Buddy Ratner (University of Washington, Seattle, USA) has given a presentation on the prospect of miniaturised haemodialysis for chronic kidney disease (CKD) patients at VEITHsymposium (15–19 November, New York City, USA). Beginning by assessing the recent history of haemodialysis, he reminded his audience of the advances made in the world of dialysis between 1958 and 1962, including the landmark development by Belding H Scribner and Wayne Quinton of their Teflon Quinton-Scribner shunt. “Sixty years have passed since these pioneering efforts,” Ratner said, but followed this by asking of the years since: “where’s the progress?” Kidney dialysis today, he added, is “quite similar to what we were doing in 1960.”
More than four million people are on dialysis across the world, Ratner was keen to note. He pointed to the environmental impact of this treatment, noting that it used 129 billion litres of water as well as 770 million kWh of electricity per year globally, all while producing two million miles of PVC tubing waste. The “expensive, inconvenient” practice of in-clinic dialysis, Ratner suggested, could be supplanted by a wearable artificial kidney which would also improve quality of life for patients inconvenienced by clinic-based dialysis.

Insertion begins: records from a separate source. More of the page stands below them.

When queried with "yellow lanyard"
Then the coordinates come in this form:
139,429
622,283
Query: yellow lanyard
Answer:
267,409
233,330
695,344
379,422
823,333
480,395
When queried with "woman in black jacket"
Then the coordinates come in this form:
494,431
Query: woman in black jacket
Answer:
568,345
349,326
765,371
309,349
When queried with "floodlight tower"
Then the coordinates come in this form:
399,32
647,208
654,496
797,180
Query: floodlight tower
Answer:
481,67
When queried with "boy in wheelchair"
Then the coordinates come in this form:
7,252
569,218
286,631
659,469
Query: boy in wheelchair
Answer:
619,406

To help pioneer such an invention, Ratner, in partnership with Jonathan Himmelfarb (University of Washington, Seattle, USA) founded the Seattle-based Center for Dialysis Innovation, which aims to improve the quality of dialysis treatments. Its solution to the problems Ratner diagnosed is the Ambulatory Kidney to Increase Vitality (AKTIV). Not only is it miniaturised and portable, Ratner said, but it is also “greener, cost-effective [and] patient-centred.” Its first-generation iteration is portable, fitting in a suitcase, while the second is envisioned to be wearable.
Developing a miniaturised haemodialysis device to facilitate these innovations means “rethink[ing] every component of the haemodialysis system,” Ratner claimed, from the nitty-gritty of the device itself, its “membranes” and “sensors,” to the “human” side of commercialisation. This has driven Ratner’s team to develop a novel solution to a major problem in developing the device: photo-oxidation of urea, dispensing with the need for a water hook-up and allowing dialysis using only 1-2 litres of water. This, they argue, allows for far more water-efficient haemodialysis through its light-sensitive dialysis regeneration module.

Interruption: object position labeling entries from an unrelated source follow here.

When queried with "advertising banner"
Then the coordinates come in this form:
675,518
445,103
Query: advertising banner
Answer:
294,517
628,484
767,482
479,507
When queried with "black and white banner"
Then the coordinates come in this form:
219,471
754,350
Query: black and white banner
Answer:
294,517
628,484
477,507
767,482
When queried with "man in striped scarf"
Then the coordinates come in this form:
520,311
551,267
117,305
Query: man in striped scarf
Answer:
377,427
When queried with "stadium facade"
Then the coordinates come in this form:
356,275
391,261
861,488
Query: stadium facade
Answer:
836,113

The AKTIV also boasts “much improved blood compatibility” due to its “zwitterionic coating or a unique fluoropolymer coating,” Ratner claimed. He also detailed CDI’s AKTIV Connection system, which allows for “painless, safe blood access” without needles or even touch, with “integrated skin healing.” This development, he said, helps further enable smooth home dialysis.
Ratner concluded by hailing the reduced costs that would come with a wide rollout of portable haemodialysis technology, while conceding that it remained a challenge to “get a university development to patients.” Nevertheless, he said, the inclusion of patients in the decision-making around AKTIV’s design and implementation would help it to fulfil the “promise” of kidney disease rehabilitation. Ratner proposed that early iterations of the AKTIV dialysis system might reach patients in 2025 or 2026 through a start-up company out of the University of Washington, Kuleana Technology, Inc.
Speaking later to Renal Interventions, he described how “one of the kidney patients on the Patient Advisory Board of the CDI said to us, ‘This is ridiculous. We need to find a better way.’ That is our mission at CDI – to re-imagine how we do haemodialysis, capitalizing upon 21st century technologies that were not available to our pioneers, Kolff, Scribner and Quinton. The CDI goal is to improve the lives and outcomes of patients on dialysis.”